Sürdürülebilir ve akıllı köylerden oluşan bu küresel ağ, kakao endüstrisinde döngüsel ekonomi ve karbon nötr amacı için bir varış noktası ve inovasyon merkezi olacaktır. Bu modüler köy, değişim öncülerinin bağlantı kurması, birlikte yaratması, ilham alması ve ortak yaşam alanı oluşturması gibi misyonlarla insanlar için bir sosyal etki yaratacak.
Modüler, Sürdürülebilir, Bağlantılı
Valentino Gareri Atölyesi’nin tasarımı beş temel ilkeyi içermektedir: Her şeyden önce modülerdir, yani genişletilebilir, tekrarlanabilir ve farklı alanlara, boyutlara ve geometrilere uyarlanabilir. Buna ek olarak, tamamen işlevseldir. İçindeki köy, bir kakao işleme, çikolata fabrikası, eğitim ve araştırma merkezi, birlikte yaşama, ortak çalışma ve yerel topluluk için kültürel referans noktası ve bilinçli bir turizm destinasyonu olarak faaliyet gösterecektir.
Aynı zamanda bu atölye sürdürülebilirdir. Çünkü köyün tasarımı, bambu, kereste gibi yerel malzemelerden ve kakao kabuğu atık biyofilamentlerinden yapılmış 3D baskılı yapılardan oluşur. Bu şekilde köy kendi kendine yetebilen otarşik bir kimliğe sahip olur. Proje, aynı zamanda teknoloji destekli, blockchain, IoT ve NFT'lerin kullanılacağı bir alan olarak kurgulanıyor. Son olarak, kakao eko-köyü yerel topluluğa ve geleneklerine bağlı olarak hizmet veriyor.
Yerel Gelenek ve Kakao Ağaçları
Valentino Gareri, “Döngüsel ekonominin temel ilkelerini o kadar zorladık ki, tüm projenin tasarım felsefesini şekillendirdiler. Çikolata üretim sürecinin sonucu olan kakao atığı, köyün 3 boyutlu baskı bölümleri için yeniden kullanılacaktır. Yani, atık sadece bir kaynağa değil, mimariye de dönüştürülebilecektir. Çok uzak olmayan bir gelecekte, tamamen doğal malzemelerden yapılmış binalar tasarlayabileceğiz ve yaşam döngülerinin sonunda onları geri dönüştürerek ya yenilerini yaratabileceğiz ya da onları doğaya geri döndürebileceğiz.”
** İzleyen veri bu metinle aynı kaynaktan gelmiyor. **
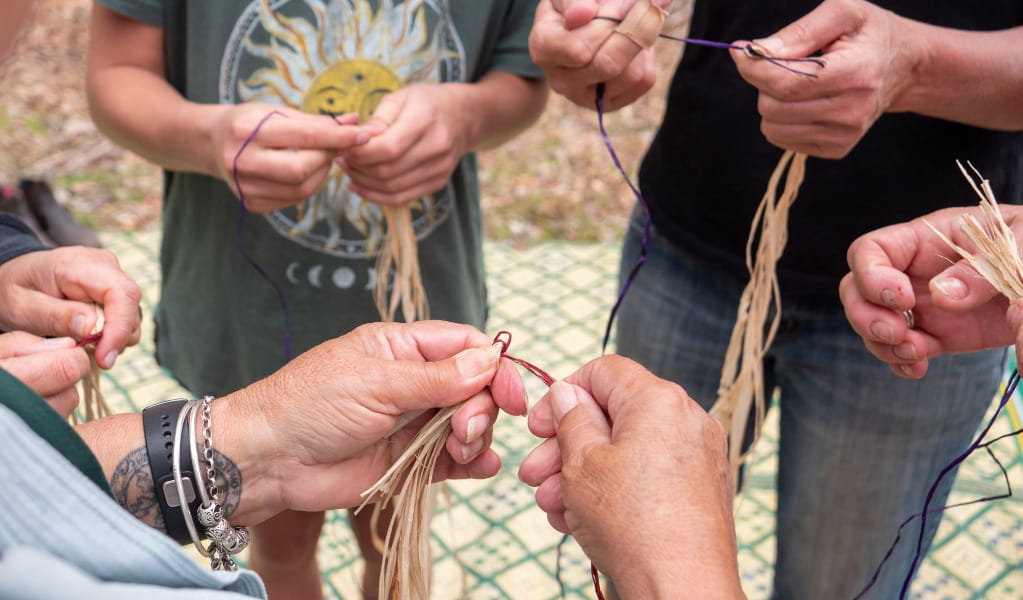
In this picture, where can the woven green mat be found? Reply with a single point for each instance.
(492, 543)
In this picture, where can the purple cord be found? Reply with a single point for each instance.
(237, 234)
(645, 249)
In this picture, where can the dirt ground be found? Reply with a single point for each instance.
(556, 181)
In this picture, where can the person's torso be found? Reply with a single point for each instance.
(708, 167)
(220, 323)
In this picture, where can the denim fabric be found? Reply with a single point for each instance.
(858, 446)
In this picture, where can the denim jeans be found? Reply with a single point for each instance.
(858, 446)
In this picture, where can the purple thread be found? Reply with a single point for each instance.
(237, 234)
(645, 249)
(750, 50)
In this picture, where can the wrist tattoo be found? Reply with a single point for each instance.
(133, 488)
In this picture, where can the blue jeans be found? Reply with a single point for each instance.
(858, 446)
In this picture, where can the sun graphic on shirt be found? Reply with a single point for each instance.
(334, 57)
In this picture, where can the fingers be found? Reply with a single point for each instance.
(960, 288)
(48, 367)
Cepheler, çok renkli ekvator evlerinin geniş yelpazesinden ve kakao ağaçlarının renkli meyvelerinden ilham alıyor. Binaların formu ise yağmur suyunun toplanmasını kolaylaştırıyor: Su depoları, şekli yerel Ekvator sanat desenlerinden ilham alan çatılara entegre ediliyor.
İnovasyon Köyünün Erişilebilirliği
Köye yoğun bir bisiklet-yaya bulvarları ağı sağlanıyor. Bunun yanı sıra, şarj istasyonlarının varlığı ile elektrikli araçların kullanımı oldukça teşvik edilirken, araba ve kamyon geçişleri sadece fabrika ve üretim alanı çevresinde sınırlandırılıyor.
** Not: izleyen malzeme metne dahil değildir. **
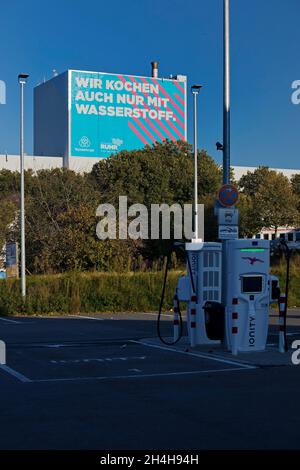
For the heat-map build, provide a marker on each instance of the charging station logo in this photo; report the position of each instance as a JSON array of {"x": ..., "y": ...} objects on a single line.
[
  {"x": 296, "y": 354},
  {"x": 254, "y": 260},
  {"x": 2, "y": 92},
  {"x": 2, "y": 353}
]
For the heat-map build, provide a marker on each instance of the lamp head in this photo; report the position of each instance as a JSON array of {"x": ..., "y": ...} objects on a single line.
[
  {"x": 22, "y": 77},
  {"x": 196, "y": 88}
]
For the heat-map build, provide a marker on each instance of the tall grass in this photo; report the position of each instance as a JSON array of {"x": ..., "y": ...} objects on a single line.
[
  {"x": 106, "y": 292},
  {"x": 88, "y": 293}
]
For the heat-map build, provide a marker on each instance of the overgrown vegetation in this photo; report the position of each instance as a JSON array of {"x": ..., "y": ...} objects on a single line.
[
  {"x": 106, "y": 292},
  {"x": 61, "y": 227}
]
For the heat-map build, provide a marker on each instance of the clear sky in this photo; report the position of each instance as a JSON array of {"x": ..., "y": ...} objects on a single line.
[{"x": 185, "y": 36}]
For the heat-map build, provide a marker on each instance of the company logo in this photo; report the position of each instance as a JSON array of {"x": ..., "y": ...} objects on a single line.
[
  {"x": 117, "y": 141},
  {"x": 296, "y": 354},
  {"x": 296, "y": 94},
  {"x": 2, "y": 92},
  {"x": 253, "y": 260},
  {"x": 113, "y": 145},
  {"x": 84, "y": 142},
  {"x": 2, "y": 353}
]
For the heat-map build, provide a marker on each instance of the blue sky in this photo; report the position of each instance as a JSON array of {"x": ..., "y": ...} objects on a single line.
[{"x": 185, "y": 36}]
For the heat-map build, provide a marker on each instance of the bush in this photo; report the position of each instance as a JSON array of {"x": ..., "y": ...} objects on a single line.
[{"x": 87, "y": 293}]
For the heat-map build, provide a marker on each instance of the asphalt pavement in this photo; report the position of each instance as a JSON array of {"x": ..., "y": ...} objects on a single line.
[{"x": 98, "y": 382}]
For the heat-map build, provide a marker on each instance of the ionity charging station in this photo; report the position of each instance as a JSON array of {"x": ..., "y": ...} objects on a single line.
[{"x": 228, "y": 288}]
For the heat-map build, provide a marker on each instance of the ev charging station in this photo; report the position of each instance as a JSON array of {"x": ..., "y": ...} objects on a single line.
[
  {"x": 228, "y": 290},
  {"x": 228, "y": 287}
]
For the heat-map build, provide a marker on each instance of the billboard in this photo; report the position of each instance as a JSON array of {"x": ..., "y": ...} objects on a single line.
[{"x": 114, "y": 112}]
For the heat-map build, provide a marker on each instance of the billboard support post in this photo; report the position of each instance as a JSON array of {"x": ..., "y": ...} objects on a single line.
[
  {"x": 22, "y": 80},
  {"x": 226, "y": 110}
]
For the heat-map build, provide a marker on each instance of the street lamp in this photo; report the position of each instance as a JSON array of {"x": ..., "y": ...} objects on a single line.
[
  {"x": 22, "y": 78},
  {"x": 195, "y": 91}
]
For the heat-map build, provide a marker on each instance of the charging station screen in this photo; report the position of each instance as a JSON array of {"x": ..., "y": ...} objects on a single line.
[{"x": 251, "y": 284}]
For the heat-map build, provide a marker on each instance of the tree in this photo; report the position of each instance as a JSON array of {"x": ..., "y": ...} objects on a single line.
[
  {"x": 296, "y": 187},
  {"x": 275, "y": 203},
  {"x": 252, "y": 181}
]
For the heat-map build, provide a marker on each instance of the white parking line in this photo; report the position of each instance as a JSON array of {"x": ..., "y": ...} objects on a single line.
[
  {"x": 9, "y": 321},
  {"x": 196, "y": 354},
  {"x": 15, "y": 373},
  {"x": 85, "y": 317},
  {"x": 139, "y": 376}
]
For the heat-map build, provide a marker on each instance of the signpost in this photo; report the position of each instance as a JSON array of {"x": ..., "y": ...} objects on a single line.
[
  {"x": 228, "y": 216},
  {"x": 228, "y": 195},
  {"x": 12, "y": 265}
]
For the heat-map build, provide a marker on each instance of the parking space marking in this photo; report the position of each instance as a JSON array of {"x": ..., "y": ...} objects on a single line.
[
  {"x": 15, "y": 373},
  {"x": 85, "y": 317},
  {"x": 202, "y": 355},
  {"x": 10, "y": 321},
  {"x": 120, "y": 377},
  {"x": 101, "y": 360}
]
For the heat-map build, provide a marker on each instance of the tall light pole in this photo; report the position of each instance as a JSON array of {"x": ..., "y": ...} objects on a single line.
[
  {"x": 22, "y": 78},
  {"x": 195, "y": 91},
  {"x": 226, "y": 91}
]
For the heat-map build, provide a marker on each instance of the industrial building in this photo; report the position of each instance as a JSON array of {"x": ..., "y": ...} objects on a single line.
[{"x": 88, "y": 115}]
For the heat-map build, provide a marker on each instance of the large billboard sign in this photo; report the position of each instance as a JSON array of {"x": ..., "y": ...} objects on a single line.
[{"x": 111, "y": 112}]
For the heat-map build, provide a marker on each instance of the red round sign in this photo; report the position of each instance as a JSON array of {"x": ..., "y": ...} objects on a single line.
[{"x": 228, "y": 195}]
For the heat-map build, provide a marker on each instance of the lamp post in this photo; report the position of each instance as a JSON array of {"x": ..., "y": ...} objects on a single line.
[
  {"x": 22, "y": 78},
  {"x": 226, "y": 91},
  {"x": 195, "y": 91}
]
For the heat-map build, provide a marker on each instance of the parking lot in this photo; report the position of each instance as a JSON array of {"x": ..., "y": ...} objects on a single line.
[{"x": 104, "y": 383}]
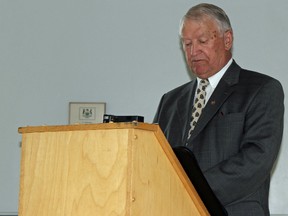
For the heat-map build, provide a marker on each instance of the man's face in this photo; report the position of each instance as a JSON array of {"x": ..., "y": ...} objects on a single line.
[{"x": 206, "y": 49}]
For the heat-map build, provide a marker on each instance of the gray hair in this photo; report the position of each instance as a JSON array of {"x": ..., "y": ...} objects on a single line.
[{"x": 200, "y": 11}]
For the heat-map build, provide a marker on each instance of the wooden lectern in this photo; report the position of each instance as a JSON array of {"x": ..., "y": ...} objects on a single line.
[{"x": 103, "y": 169}]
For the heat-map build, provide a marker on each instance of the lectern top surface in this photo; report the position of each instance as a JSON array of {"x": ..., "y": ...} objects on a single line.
[{"x": 101, "y": 126}]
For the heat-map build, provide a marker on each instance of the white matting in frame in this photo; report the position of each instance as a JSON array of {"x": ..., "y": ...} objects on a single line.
[{"x": 86, "y": 112}]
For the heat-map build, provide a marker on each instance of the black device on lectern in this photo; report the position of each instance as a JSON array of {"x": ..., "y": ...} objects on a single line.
[{"x": 114, "y": 118}]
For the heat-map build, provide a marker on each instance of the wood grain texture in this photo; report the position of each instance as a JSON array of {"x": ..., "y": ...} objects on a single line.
[{"x": 111, "y": 169}]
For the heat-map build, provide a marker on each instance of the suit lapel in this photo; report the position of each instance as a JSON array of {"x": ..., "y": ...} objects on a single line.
[{"x": 223, "y": 90}]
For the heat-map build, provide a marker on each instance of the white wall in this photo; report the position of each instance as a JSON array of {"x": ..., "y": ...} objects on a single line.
[{"x": 125, "y": 53}]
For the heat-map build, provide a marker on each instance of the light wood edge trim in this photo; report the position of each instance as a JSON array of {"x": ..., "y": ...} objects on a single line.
[
  {"x": 79, "y": 127},
  {"x": 181, "y": 173}
]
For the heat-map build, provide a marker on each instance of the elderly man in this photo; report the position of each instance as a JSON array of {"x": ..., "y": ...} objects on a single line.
[{"x": 231, "y": 118}]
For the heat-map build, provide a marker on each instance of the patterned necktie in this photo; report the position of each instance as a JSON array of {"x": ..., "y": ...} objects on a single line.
[{"x": 198, "y": 104}]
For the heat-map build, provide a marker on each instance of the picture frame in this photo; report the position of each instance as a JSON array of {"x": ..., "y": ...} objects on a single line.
[{"x": 86, "y": 112}]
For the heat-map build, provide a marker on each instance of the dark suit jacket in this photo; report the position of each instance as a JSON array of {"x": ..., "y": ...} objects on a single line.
[{"x": 236, "y": 139}]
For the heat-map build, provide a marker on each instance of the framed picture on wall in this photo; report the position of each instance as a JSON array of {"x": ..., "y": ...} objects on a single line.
[{"x": 86, "y": 112}]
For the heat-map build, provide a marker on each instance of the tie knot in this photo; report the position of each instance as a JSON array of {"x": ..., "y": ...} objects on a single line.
[{"x": 204, "y": 82}]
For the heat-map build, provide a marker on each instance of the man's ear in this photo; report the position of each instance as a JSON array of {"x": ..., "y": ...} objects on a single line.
[{"x": 228, "y": 39}]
Sürdürülebilir ve akıllı altyapının bu yeni varlık sınıfı, çevresel ayak izini azaltmak, geliri artırmak, kaynak bağımlılığını azaltmak ve atıkları en aza indirmek için yaratıcı bir çözüm olarak dairesel bir ekonomi modeli şeklinde kullanılıyor. Yani bu inovasyon köyü, kakao endüstrisinin çevresel ve sosyal etkisi için bir çözüm olarak ortaya çıkıyor.